The Maine Medical Association (MMA) is a professional organization founded in 1853 and headquartered in Manchester, Maine representing more than 3900 physicians, residents, and medical students whose mission is to support Maine physicians, advance the quality of medicine in Maine, and promote the health of all Maine citizens.

The MMA believes that the current U.S. health care system continues to produce some of the world’s most eminent clinicians and health care facilities who together provide some of the most advanced medical care in the world.   But, it does not provide basic health care as well as many other developed countries and, therefore, is not serving our country or its people as well as it should.  We face the problems with our current health care system in our daily encounters with patients.  We believe that the United States can and must do better in providing health care to its people.

Our objective should be to achieve basic health care for every resident of Maine, regardless of age, gender, race, place of residence, occupation or lack of it, employment status, health status, income or wealth status, or legal residency status. 

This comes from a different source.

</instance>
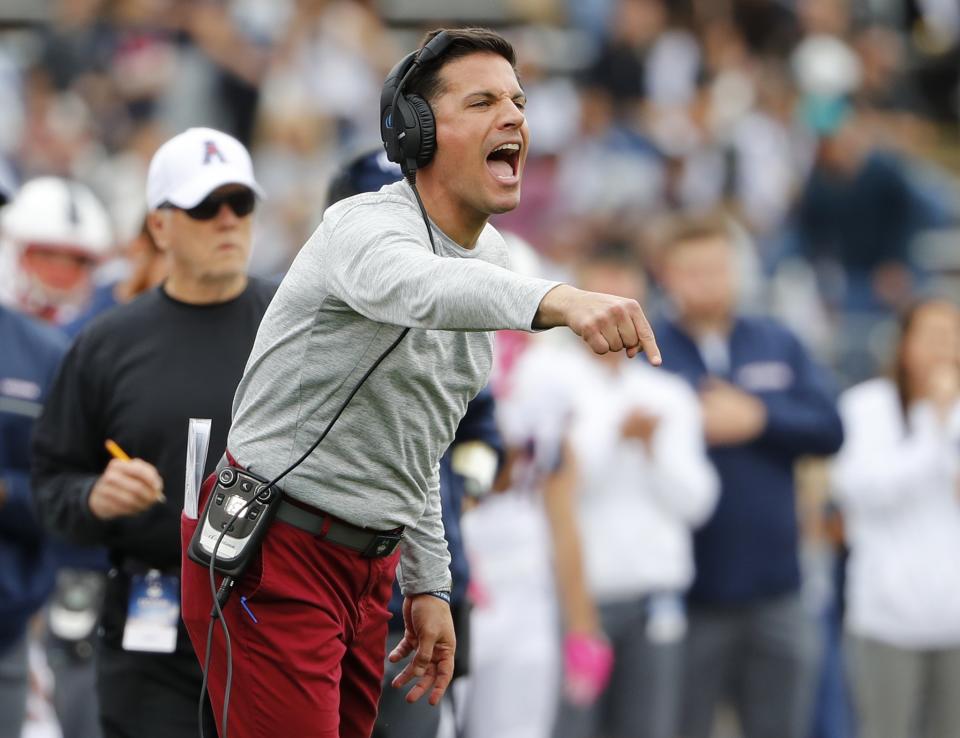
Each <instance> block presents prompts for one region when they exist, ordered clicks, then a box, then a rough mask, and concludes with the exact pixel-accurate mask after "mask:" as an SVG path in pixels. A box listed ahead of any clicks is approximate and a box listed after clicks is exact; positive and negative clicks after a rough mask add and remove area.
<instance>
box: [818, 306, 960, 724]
mask: <svg viewBox="0 0 960 738" xmlns="http://www.w3.org/2000/svg"><path fill="white" fill-rule="evenodd" d="M840 411H841V415H842V417H843V421H844V426H845V428H846V435H847V438H846V441H845V442H844V445H843V448H842V449H841V451H840V454H839V455H838V456H837V458H836V462H835V464H834V467H833V486H834V491H835V494H836V498H837V500H838V502H839V504H840V506H841V508H842V511H843V513H844V519H845V521H846V529H847V538H848V541H849V545H850V560H849V570H848V571H849V573H848V579H847V617H846V629H847V633H848V635H849V639H850V645H851V646H852V648H851V650H850V655H851V676H852V679H853V685H854V692H855V695H856V704H857V712H858V721H859V726H860V735H862V736H865V737H866V736H869V738H913V736H922V737H923V738H948V736H955V735H957V731H958V729H960V701H958V700H957V694H958V692H960V567H958V566H957V562H958V561H960V499H958V480H960V476H958V473H960V455H958V451H957V449H958V444H960V310H958V308H957V306H956V305H955V304H954V303H952V302H949V301H946V300H936V299H934V300H925V301H922V302H920V303H918V304H917V305H916V306H914V307H913V308H912V309H910V310H909V311H907V312H906V313H905V316H904V318H903V320H902V322H901V336H900V341H899V345H898V346H897V349H896V353H895V355H894V367H893V373H892V376H891V377H890V378H886V377H880V378H876V379H871V380H869V381H867V382H864V383H863V384H860V385H858V386H856V387H853V388H851V389H849V390H847V391H846V392H845V393H844V394H843V395H842V396H841V398H840Z"/></svg>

We support the “Quadruple Aim,” a framework developed by the Institute for Healthcare Improvement describing an approach to optimizing the performance of our health care system.  These core values are:

  1. Improving the patient experience of care, including quality and satisfaction;
  2. Improving the health of populations;
  3. Reducing the per capita cost of health care; and
  4. Improving the health and work life of health care clinicians and staff members.

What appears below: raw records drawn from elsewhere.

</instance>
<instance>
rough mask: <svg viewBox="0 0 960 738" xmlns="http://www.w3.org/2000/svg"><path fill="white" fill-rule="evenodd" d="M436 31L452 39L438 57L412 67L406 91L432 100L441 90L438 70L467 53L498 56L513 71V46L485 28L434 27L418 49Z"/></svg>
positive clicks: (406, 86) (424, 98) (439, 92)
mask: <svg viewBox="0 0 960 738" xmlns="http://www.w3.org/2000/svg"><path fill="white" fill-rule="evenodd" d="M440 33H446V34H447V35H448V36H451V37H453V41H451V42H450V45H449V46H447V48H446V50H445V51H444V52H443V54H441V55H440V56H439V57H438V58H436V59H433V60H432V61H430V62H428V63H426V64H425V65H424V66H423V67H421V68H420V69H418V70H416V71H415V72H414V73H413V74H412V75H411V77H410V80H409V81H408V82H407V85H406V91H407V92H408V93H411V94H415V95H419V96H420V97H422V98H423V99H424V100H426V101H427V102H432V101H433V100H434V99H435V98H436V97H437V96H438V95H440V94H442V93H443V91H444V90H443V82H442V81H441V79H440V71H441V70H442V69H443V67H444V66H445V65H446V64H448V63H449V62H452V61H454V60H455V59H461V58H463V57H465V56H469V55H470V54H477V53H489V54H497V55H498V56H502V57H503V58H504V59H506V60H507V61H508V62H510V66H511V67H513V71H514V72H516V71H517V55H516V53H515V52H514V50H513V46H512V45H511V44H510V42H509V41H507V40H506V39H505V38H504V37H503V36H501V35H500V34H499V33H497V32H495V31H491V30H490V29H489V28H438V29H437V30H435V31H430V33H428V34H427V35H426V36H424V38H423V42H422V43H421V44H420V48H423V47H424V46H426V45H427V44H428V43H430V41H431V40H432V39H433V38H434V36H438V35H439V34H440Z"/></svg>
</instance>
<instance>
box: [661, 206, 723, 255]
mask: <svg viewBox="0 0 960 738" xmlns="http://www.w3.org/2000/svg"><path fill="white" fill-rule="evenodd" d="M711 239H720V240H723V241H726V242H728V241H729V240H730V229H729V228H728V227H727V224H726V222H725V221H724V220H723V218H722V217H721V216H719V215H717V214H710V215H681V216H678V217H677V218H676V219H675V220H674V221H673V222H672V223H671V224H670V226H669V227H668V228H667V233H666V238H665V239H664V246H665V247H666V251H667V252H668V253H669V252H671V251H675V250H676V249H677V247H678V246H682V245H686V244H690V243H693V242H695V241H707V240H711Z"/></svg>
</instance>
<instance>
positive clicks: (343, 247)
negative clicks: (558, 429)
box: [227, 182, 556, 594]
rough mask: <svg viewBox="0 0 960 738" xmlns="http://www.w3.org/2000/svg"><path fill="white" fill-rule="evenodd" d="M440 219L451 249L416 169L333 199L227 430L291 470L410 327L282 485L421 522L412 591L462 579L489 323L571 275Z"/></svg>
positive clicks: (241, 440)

Our health care system should strive to incorporate the following principles:

  1. Provide health care that is patient-centric and physician-directed. 
  2. Put the patient first and protect the sanctity of the physician-patient relationship, particularly respecting the physician’s autonomy as advocate for the patient.
  3. Promote the maximum possible choice in patients’ selection of physicians.
  4. Support a strong and vital public health infrastructure that can collaborate fully with physicians and the health care system to advance population health.
  5. Emphasize prevention and provide systemic support for healthier lifestyles, through incentives for identified health risk avoidance.
  6. Be politically sustainable by including everyone as a participant and, therefore, a stakeholder in supporting it.
  7. Be simple and fair, such that every participant can understand it and perceive that its financing burden and benefits are distributed fairly.
  8. Stress pooling of clinical risk rather than medical underwriting.
  9. Be efficient and have the ability to restrain rising health care costs at a system-wide level in the least intrusive way possible.
  10. Have the ability to integrate and coordinate services in order to reduce fragmentation and the division of medical care into “silos.”
  11. Improve quality and minimize errors by relying upon evidence-based medicine, benchmarking, and outcome measures driven by clinicians and administrators working together.
  12. Promote transparency of health care cost, quality, and outcome data.
  13. Reduce the burden of administration to the greatest extent possible and include a billing system that is streamlined and consistent, as well as a payment system that is prompt and outcomes oriented.
  14. Make health information technology (HIT), including electronic medical records (EMRs), more user friendly and more focused on clinical matters, rather than financial matters, and completely interoperable in order to facilitate rather than impede communication and work flow among clinicians, patients, and health care facilities.
  15. Include a rational means of resolving medical liability disputes in order to restrain defensive medicine.